Bitcoin-dollar price analysis

Following the new market falls, we will analyze the price of Bitcoin against the dollar and Ethereum (ETH).

This week’s tentative hikes paint a still weak technical picture, dragging doubts that we are at the beginning of a new bearish phase.

The price rally in recent days has been accompanied by low volumes indicating buying to cover downside positions rather than open new upside positions.

The general picture is completed with the fall in volatility after touching, in recent days, values ​​not seen since mid-June last, when the general fall that began in April was completed and with more violent and profound dynamics.

the Fear and Greed Index it has once again hovered just above 20 points, levels that characterized the summer months. Excluding the last week of October and the first week of November, the movement in the range between 20 and 30 points extends over 90 days, the longest period in history.

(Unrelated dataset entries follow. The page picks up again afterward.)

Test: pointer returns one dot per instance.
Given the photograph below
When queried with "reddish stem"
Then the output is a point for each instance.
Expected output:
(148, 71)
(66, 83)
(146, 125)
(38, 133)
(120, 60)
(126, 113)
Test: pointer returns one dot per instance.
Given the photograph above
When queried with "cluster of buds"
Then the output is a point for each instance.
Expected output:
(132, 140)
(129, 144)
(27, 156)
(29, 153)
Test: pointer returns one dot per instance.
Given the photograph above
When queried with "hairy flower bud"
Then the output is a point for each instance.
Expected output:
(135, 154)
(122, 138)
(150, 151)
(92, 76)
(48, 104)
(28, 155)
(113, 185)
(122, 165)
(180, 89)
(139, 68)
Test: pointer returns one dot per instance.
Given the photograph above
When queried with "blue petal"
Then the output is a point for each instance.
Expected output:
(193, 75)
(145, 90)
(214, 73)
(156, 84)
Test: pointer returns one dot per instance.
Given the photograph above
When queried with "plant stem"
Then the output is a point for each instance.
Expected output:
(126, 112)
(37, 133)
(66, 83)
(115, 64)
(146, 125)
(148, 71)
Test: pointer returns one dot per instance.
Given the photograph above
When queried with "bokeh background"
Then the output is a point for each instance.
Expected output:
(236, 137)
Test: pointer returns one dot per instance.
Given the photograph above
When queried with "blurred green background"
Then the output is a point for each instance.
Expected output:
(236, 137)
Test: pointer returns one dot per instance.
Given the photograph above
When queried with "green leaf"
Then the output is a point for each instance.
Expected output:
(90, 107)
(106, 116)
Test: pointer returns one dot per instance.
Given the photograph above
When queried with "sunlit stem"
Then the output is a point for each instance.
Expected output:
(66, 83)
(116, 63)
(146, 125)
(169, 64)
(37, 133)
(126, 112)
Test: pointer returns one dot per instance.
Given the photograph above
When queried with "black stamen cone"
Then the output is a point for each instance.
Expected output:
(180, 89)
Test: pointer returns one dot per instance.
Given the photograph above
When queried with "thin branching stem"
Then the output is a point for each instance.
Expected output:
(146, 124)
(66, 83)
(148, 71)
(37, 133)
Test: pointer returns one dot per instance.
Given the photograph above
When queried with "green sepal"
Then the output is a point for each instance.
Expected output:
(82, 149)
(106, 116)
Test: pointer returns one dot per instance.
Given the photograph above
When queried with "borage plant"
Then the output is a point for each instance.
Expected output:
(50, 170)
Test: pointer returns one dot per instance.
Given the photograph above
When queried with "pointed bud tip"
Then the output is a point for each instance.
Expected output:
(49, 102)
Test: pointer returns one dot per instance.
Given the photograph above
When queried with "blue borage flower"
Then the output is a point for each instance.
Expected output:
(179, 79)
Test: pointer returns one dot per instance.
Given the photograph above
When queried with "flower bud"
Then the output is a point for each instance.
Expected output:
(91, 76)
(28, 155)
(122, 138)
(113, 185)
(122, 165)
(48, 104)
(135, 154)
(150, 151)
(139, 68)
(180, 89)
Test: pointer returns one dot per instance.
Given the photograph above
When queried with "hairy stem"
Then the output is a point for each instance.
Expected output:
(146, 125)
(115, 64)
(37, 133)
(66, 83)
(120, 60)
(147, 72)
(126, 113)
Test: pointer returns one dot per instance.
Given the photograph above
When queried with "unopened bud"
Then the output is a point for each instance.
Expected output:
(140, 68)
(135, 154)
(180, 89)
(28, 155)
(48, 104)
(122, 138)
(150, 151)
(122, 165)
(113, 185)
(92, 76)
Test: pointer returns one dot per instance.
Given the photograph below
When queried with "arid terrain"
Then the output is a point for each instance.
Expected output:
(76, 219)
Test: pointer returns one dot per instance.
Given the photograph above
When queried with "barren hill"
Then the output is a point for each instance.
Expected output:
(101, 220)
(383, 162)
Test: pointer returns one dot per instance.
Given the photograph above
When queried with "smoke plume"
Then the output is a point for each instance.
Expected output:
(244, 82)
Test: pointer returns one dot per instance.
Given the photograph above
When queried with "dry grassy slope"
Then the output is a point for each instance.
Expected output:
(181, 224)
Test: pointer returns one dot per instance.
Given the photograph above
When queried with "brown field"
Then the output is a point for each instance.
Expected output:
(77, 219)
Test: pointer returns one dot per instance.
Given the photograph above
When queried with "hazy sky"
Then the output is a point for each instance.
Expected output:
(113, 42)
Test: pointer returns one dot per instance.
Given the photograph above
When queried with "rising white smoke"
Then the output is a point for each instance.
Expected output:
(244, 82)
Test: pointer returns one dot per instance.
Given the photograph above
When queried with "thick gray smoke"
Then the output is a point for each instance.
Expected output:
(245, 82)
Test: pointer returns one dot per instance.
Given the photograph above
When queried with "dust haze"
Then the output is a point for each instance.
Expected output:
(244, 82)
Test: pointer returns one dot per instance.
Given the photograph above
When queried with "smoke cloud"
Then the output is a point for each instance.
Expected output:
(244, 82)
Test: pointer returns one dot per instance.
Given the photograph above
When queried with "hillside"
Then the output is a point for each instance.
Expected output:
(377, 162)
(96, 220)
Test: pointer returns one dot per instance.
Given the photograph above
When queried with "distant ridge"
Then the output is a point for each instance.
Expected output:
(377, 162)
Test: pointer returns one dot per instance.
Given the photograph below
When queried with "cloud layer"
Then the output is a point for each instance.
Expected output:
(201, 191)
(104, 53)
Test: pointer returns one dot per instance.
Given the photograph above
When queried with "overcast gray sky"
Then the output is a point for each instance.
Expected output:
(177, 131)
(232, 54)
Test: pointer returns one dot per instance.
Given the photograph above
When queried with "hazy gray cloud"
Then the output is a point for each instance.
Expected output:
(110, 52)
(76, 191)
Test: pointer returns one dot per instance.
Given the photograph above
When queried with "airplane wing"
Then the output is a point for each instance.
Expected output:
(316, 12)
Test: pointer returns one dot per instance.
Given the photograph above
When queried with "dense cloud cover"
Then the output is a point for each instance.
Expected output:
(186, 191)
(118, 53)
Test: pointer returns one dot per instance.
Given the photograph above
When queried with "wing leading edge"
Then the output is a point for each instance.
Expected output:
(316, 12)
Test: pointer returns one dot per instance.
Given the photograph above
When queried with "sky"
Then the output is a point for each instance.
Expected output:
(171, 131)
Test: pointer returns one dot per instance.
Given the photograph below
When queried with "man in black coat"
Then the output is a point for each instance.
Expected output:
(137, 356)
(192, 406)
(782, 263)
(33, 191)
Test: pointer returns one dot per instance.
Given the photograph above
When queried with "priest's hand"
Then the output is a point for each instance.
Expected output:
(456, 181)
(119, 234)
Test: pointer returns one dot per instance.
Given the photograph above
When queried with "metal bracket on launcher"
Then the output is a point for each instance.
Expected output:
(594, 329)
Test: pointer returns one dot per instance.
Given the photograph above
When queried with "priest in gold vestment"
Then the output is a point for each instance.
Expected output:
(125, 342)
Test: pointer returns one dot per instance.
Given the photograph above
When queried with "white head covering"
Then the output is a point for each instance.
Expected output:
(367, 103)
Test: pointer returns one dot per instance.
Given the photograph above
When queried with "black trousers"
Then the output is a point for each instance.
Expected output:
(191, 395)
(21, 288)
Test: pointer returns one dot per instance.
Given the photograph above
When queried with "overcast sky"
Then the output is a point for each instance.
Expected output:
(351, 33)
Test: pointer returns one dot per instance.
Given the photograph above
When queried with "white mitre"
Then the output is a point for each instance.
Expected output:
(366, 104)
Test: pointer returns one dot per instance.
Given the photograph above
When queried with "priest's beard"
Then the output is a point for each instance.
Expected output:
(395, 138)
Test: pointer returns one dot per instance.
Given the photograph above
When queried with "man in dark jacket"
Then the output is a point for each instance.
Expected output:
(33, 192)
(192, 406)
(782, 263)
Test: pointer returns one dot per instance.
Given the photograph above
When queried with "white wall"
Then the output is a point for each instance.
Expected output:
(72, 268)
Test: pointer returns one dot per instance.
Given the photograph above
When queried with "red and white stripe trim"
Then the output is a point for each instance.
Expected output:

The TonCoin (TON) token, embedded in the popular messaging app Telegram, continues to stand out from the rest of the industry by posting a double-digit increase (+10 percent) from Friday, November 11 levels. With a value of $1.8 per token, the total capitalization exceeds 2.1 million dollars occupying position 25 in the ranking of the most capitalized tokens.

Among the few others with good weekly earnings is the uniswap (UNI) native token of the decentralized trading platform of the same name, up to 4 percent weekly. UNI price recovers $6 per token rising to position 15 for a total capitalization of $4.5 billion.

The price of Bitcoin (BTC) in the dollar

the appointment of Bitcoin (BTC) against the dollar handles to recover USD 16,500, closing every day above this important short-term technical level.

From a medium to long-term perspective, it is necessary to recover $18,500 in a short time so as not to risk leaving room for bearish speculation.

Necessary to get through the weekend without witnessing falls below USD 16,000 and not jeopardize the fragile technical structure that, with the break of USD 18,500 last week, undid the consolidation that lasted more than 4 months.

Ethereum (ETH) Analysis

A reflective week for Ethereal (ETH), which, except for Wednesday, closed with a gain or loss of one percentage point on its way to closing the weekly balance at opening levels.

Unlike BTC, last week’s decline did not breach the June lows, managing not to burn all the profits accumulated since mid-June.

Over the next two days of the weekend, it will be important not to touch last week’s lows again lest you risk sinking below the $1k psychological threshold.

A positive sign will come with the recovery of $1,300. In that case, it will be useful to look at the contents. As buying volumes increase, there will be a second confirmation of a return to the uptrend.

On the contrary, operationally it will be better to continue waiting without anticipating technical signals.

Although the bearish assault has been less violent than that suffered by BTC, ETH also continues to be affected by possible defaults by investment funds linked to the FTX exchange.